O que é possível ser feito para proteger mulheres vítimas de violência doméstica?
Tem que haver campanhas de prevenção para conscientizar as mulheres de que não é normal receber agressão verbal ou psicológicas. Essas agressões evoluem até chegar ao feminicídio. A Lei Maria da Penha estabelece algumas medidas: quando há pelo menos uma ameaça, já pode fazer boletim de ocorrência. Com isso, a vítima está se resguardando de alguma forma. Além disso, uma denúncia registrada é uma prova contra o acusado caso ocorra um feminicídio. Acredito que as imagens da Tatiane sendo agredida podem servir de marco para campanhas. Casos como esse são constantes. São 12 a 13 mortes de mulheres por violência doméstica no Brasil por dia.
Por que você acha que Tatiane não denunciou o marido antes?
Ela era advogada, tinha pleno conhecimento da lei. Acho que não denunciou por vergonha. Muitos relatos de conhecidos diziam que ela se importava muito com a imagem que os outros tinham da vida dela. Nas redes sociais, eles tinham uma vida maravilhosa, então, ela queria aparentar uma relação bonita para ter aprovação social. Isso acontece com muitas mulheres principalmente de classes mais altas. As vítimas têm vergonha do julgamento social. Acho também que a Tatiane nunca imaginou que fosse morrer.

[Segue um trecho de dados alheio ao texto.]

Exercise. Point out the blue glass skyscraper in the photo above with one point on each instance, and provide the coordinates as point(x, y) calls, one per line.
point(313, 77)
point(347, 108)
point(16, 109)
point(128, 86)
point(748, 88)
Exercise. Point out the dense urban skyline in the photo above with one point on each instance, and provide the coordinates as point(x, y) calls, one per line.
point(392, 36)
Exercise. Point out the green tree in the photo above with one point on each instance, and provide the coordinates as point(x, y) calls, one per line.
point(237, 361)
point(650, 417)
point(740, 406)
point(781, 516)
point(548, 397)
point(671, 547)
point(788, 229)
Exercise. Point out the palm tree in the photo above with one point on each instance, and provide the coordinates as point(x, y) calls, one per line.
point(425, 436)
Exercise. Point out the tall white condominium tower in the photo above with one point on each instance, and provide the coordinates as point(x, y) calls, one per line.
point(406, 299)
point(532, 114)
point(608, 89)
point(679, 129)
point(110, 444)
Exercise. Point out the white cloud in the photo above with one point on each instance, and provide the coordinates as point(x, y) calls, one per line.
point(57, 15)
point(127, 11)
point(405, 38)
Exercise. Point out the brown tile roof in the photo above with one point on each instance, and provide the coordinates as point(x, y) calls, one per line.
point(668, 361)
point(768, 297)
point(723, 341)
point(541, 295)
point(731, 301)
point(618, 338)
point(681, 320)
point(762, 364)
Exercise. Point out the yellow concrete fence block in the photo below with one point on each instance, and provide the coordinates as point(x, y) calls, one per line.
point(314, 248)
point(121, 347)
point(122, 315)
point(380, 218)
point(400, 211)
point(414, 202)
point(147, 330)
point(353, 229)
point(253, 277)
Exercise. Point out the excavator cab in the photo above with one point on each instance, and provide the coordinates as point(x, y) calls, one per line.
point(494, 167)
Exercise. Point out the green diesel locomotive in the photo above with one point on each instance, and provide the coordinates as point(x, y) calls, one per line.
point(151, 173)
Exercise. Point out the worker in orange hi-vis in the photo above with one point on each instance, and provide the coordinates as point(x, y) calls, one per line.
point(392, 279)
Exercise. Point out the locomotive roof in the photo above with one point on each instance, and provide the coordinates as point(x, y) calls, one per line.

Se condenado, que pena Luís Felipe pode pegar?
Tecnicamente, não tem como dizer quanto vai ficar a pena porque depende da análise do juiz. Para o homicídio qualificado, a pena é prisão de 12 a 30 anos. Para cárcere privado, de dois a cinco anos. E para fraude processual, de seis meses a quatro anos.
Veja a nota dos advogados de defesa, Adriano Bretas e Caio Fortes de Matheus, na íntegra
Sobre o recebimento da denúncia por parte da justiça no processo apuratório da morte de Tatiane Spitzner, a defesa técnica de Luis Felipe Manvailer informa que permanece no aguardo do resultado de exames periciais no corpo da vítima, no apartamento do casal, nas câmeras de segurança, nos smartphones, computadores e HDs apreendidos e na realização de reprodução simulada dos fatos com a participação do acusado. Nesse momento é importante reafirmar que qualquer posicionamento sobre o caso, seja dos delegados, promotores, advogados de acusação ou de outro profissional que tenha participado do todo ou de parte deste apuratório (que sequer se encontra efetivamente concluído, já que pendentes importantes diligências) estará tratando de hipóteses especulativas, baseadas em fragmentos, que destoam de comprovação técnica científica.